Datenschutzerklärung für Websites

Voraussichtlich am 1. März wird das am 18. Januar vom Bundestag verabschiedete neue Telemediengesetz in Kraft treten. Ein wichtiger Aspekt ist dort das Thema Datenschutz: Werden auf einer Website personenbezogene Daten erhoben, muss man künftig eine Datenschutzerklärung anbieten, die detailliert über die Art und Nutzung der nutzerbezogenen Daten informiert. Streng genommen fängt das schon beim Speichern der IP-Adresse in den Webserver Logfiles an.

Der Dienstanbieter hat den Nutzer zu Beginn des Nutzungsvorgangs über Art, Umfang und Zwecke der Erhebung und Verwendung personenbezogener Daten [...] in allgemein verständlicher Form zu unterrichten [...].

Um also der drohenden Abmahnwelle zu entgehen, heißt es nun: Nachrüsten!

Zum weiterlesen:

4 Kommentare

Stefan

Stefan

14. Februar 2007 um 19:52 Uhr

Ich schiebe das jetzt schon seit einigen Wochen vor mir her. Sag mal bescheid, wenn du dein Impressum überarbeitet hast, dann lasse ich mich dort mal inspirieren :-)

Maurice

Maurice

15. Februar 2007 um 00:50 Uhr

Gar nicht so einfach. Woher z.B. soll der Otto-Normal-Blogger von nebenan wissen, wofür sein Blogsystem Cookies verwendet? Naja, das find ich schon noch raus.

Stefan

Stefan

15. Februar 2007 um 22:45 Uhr

Ich denke bei Otto-Normalverbraucher läge die Zuständigkeit für die technischen Details der Datenschutzerklärung beim Anbieter, also bei Twoday, Myblog, usw. Im deutschprachigen Raum sollten diese Dienste ihren Benutzern einfach fertige Textbausteine für das Impressum anbieten.
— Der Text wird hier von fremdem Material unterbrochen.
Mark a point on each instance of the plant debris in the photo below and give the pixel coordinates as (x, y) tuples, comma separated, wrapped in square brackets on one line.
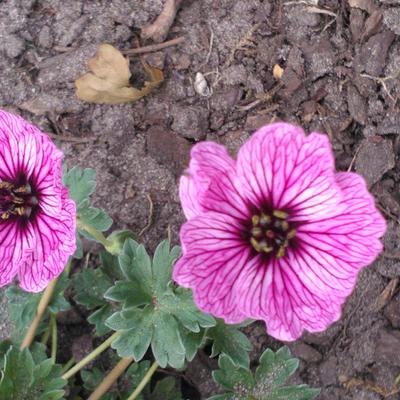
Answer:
[(108, 81), (158, 30)]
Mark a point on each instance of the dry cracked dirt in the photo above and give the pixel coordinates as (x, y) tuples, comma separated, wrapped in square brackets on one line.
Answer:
[(341, 63)]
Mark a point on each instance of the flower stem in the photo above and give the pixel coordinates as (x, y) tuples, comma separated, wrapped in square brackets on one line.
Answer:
[(144, 381), (94, 232), (53, 324), (44, 302), (68, 365), (91, 356), (107, 382)]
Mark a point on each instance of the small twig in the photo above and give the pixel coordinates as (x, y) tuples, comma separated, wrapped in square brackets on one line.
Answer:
[(159, 29), (69, 139), (150, 218), (154, 47), (210, 48), (382, 81), (108, 381), (354, 158), (386, 212)]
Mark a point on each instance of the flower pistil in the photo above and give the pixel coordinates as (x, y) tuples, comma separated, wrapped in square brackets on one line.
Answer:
[(16, 200), (271, 232)]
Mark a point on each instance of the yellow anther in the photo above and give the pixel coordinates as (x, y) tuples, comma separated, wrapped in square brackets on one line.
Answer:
[(265, 219), (280, 214), (256, 231), (281, 252), (17, 200), (255, 244), (20, 210), (284, 225), (266, 249)]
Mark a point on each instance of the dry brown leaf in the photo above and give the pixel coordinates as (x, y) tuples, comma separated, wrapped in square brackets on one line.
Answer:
[(158, 30), (108, 81), (386, 295), (277, 71)]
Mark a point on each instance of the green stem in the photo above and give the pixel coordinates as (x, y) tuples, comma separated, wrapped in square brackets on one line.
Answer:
[(68, 365), (46, 335), (97, 351), (42, 307), (144, 382), (53, 324), (94, 232)]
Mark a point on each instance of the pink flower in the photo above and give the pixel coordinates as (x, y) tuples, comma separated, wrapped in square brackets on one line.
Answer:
[(37, 220), (276, 235)]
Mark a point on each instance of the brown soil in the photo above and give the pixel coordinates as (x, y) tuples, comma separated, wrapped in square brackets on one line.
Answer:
[(341, 67)]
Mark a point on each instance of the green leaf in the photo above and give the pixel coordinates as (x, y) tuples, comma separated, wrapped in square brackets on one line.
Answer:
[(266, 384), (228, 340), (80, 182), (94, 217), (231, 376), (166, 337), (90, 286), (99, 317), (30, 376), (280, 364), (22, 308), (117, 240), (133, 342), (153, 311), (162, 265), (192, 341)]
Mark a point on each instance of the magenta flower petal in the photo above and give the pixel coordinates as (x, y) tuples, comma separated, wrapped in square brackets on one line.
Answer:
[(285, 241), (37, 219), (281, 165), (208, 184), (216, 258)]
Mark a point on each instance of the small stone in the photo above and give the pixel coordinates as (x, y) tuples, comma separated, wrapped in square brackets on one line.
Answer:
[(13, 45), (392, 312), (374, 159), (74, 31), (387, 347), (45, 38), (357, 105), (305, 352), (183, 62), (190, 122)]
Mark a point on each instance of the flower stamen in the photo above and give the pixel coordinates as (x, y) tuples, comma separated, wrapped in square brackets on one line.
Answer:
[(271, 233), (16, 200)]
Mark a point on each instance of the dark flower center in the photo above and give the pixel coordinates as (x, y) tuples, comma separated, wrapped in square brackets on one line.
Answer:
[(271, 233), (16, 200)]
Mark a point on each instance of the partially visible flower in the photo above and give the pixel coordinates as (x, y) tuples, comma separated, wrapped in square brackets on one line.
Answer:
[(276, 235), (37, 219)]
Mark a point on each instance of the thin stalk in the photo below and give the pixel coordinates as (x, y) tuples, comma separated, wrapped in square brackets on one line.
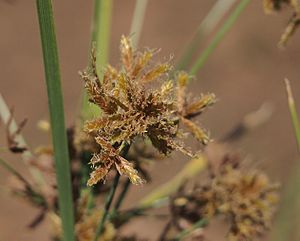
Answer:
[(199, 224), (219, 36), (138, 20), (214, 16), (55, 101), (5, 115), (124, 151), (192, 168), (293, 112), (122, 195), (14, 172), (100, 38), (108, 202)]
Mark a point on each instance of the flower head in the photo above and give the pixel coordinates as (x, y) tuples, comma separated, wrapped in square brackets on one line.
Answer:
[(246, 199), (132, 107)]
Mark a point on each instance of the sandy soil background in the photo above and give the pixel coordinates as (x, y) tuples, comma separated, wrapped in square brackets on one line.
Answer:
[(246, 70)]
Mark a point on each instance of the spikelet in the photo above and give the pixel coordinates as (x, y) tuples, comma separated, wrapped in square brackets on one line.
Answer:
[(131, 110)]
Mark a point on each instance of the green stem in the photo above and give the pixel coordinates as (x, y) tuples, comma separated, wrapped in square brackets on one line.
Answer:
[(55, 101), (293, 112), (199, 224), (100, 38), (137, 20), (217, 12), (108, 202), (124, 151), (121, 197), (219, 36)]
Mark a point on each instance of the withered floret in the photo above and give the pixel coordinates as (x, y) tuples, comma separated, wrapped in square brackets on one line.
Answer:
[(246, 199), (131, 108)]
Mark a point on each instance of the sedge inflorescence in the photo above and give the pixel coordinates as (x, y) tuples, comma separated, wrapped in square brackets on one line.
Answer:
[(133, 107), (247, 199)]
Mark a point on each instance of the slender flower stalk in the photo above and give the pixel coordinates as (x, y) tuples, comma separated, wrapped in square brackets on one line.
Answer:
[(184, 233), (55, 100), (293, 112), (122, 195), (214, 16), (100, 37), (107, 205), (201, 60), (110, 196), (137, 21)]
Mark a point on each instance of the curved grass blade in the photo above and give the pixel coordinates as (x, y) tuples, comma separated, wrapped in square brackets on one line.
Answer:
[(55, 101), (201, 60)]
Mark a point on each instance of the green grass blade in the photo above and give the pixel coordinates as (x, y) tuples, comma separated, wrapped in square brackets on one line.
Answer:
[(100, 38), (293, 112), (138, 20), (219, 36), (214, 16), (199, 224), (55, 101)]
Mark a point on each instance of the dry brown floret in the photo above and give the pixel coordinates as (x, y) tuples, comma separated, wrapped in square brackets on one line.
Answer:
[(246, 199), (131, 108)]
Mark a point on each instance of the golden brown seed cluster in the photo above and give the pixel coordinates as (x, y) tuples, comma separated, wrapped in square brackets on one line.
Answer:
[(133, 107), (271, 6), (246, 199)]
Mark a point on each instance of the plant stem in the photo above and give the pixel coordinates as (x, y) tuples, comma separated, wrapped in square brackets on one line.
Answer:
[(137, 20), (122, 195), (186, 232), (217, 12), (108, 202), (124, 150), (100, 41), (219, 36), (192, 168), (293, 112), (55, 101)]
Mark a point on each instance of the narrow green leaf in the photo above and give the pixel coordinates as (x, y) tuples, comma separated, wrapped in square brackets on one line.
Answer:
[(184, 233), (100, 38), (201, 60), (293, 112), (214, 16), (55, 101)]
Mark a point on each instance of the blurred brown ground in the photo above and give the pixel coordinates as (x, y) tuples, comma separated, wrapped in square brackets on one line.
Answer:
[(246, 70)]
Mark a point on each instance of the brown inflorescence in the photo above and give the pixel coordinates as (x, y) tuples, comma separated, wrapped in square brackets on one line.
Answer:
[(132, 107), (246, 199)]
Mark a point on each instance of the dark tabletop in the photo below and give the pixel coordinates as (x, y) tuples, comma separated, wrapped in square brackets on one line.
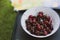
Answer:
[(20, 34)]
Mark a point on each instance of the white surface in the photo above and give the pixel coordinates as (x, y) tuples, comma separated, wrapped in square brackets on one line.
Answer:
[(27, 4), (34, 11)]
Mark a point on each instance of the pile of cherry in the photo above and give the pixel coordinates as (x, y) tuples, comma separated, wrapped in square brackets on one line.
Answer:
[(39, 25)]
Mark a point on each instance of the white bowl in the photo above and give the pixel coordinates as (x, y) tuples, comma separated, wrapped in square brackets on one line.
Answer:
[(34, 11)]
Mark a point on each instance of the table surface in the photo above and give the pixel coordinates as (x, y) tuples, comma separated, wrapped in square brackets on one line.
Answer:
[(19, 33)]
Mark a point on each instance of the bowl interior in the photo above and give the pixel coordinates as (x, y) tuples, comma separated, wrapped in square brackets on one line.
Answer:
[(47, 11)]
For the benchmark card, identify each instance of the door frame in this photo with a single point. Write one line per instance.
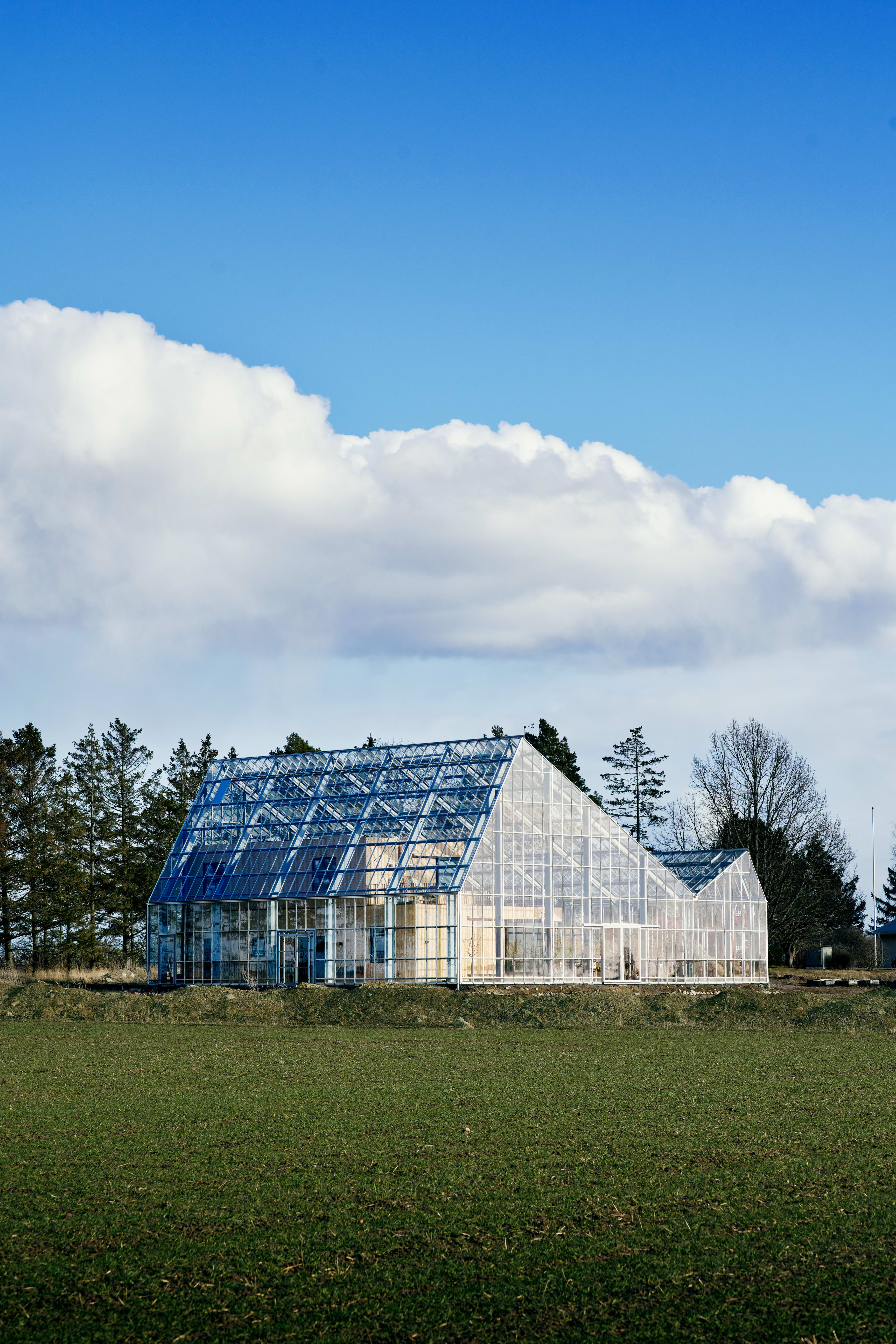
(312, 947)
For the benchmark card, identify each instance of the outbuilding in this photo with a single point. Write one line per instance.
(471, 862)
(887, 935)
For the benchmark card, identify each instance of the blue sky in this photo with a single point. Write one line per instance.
(664, 226)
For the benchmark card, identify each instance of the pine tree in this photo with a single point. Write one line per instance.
(635, 784)
(85, 761)
(66, 871)
(887, 902)
(296, 745)
(125, 796)
(33, 767)
(558, 752)
(7, 796)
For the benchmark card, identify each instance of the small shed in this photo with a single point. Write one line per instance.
(887, 935)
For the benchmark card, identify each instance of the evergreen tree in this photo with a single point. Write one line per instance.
(635, 785)
(7, 796)
(66, 873)
(297, 745)
(33, 767)
(558, 752)
(167, 807)
(887, 901)
(125, 795)
(85, 761)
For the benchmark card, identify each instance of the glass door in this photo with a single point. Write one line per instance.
(167, 959)
(297, 959)
(304, 959)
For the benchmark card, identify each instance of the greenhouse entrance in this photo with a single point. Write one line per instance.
(297, 959)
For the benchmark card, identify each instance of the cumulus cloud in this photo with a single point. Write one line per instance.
(156, 491)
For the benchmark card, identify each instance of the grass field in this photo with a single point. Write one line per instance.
(175, 1183)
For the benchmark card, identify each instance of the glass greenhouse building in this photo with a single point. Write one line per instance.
(441, 863)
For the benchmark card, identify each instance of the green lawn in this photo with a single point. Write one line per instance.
(177, 1183)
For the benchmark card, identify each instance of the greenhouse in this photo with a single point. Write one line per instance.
(443, 863)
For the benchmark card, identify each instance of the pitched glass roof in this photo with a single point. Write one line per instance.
(698, 867)
(425, 806)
Das kann man von Blogger natürlich nicht verlangen, da müssen sich die Leute dann halt durch die “Google Privacy Policy” durchwühlen und die relevanten Teile extrahieren. Vielleicht ergreift ja jemand die Initiative und baut ein Informationsportal mit kompakten Darstellungen für die verschiedenen Weblog-Anbieter und Weblog-CMS auf.

Gerhard

Gerhard

26. Februar 2007 um 20:33 Uhr

Ihr habt aber schon mitgekriegt, dass es sich dabei um eine Ente handelt?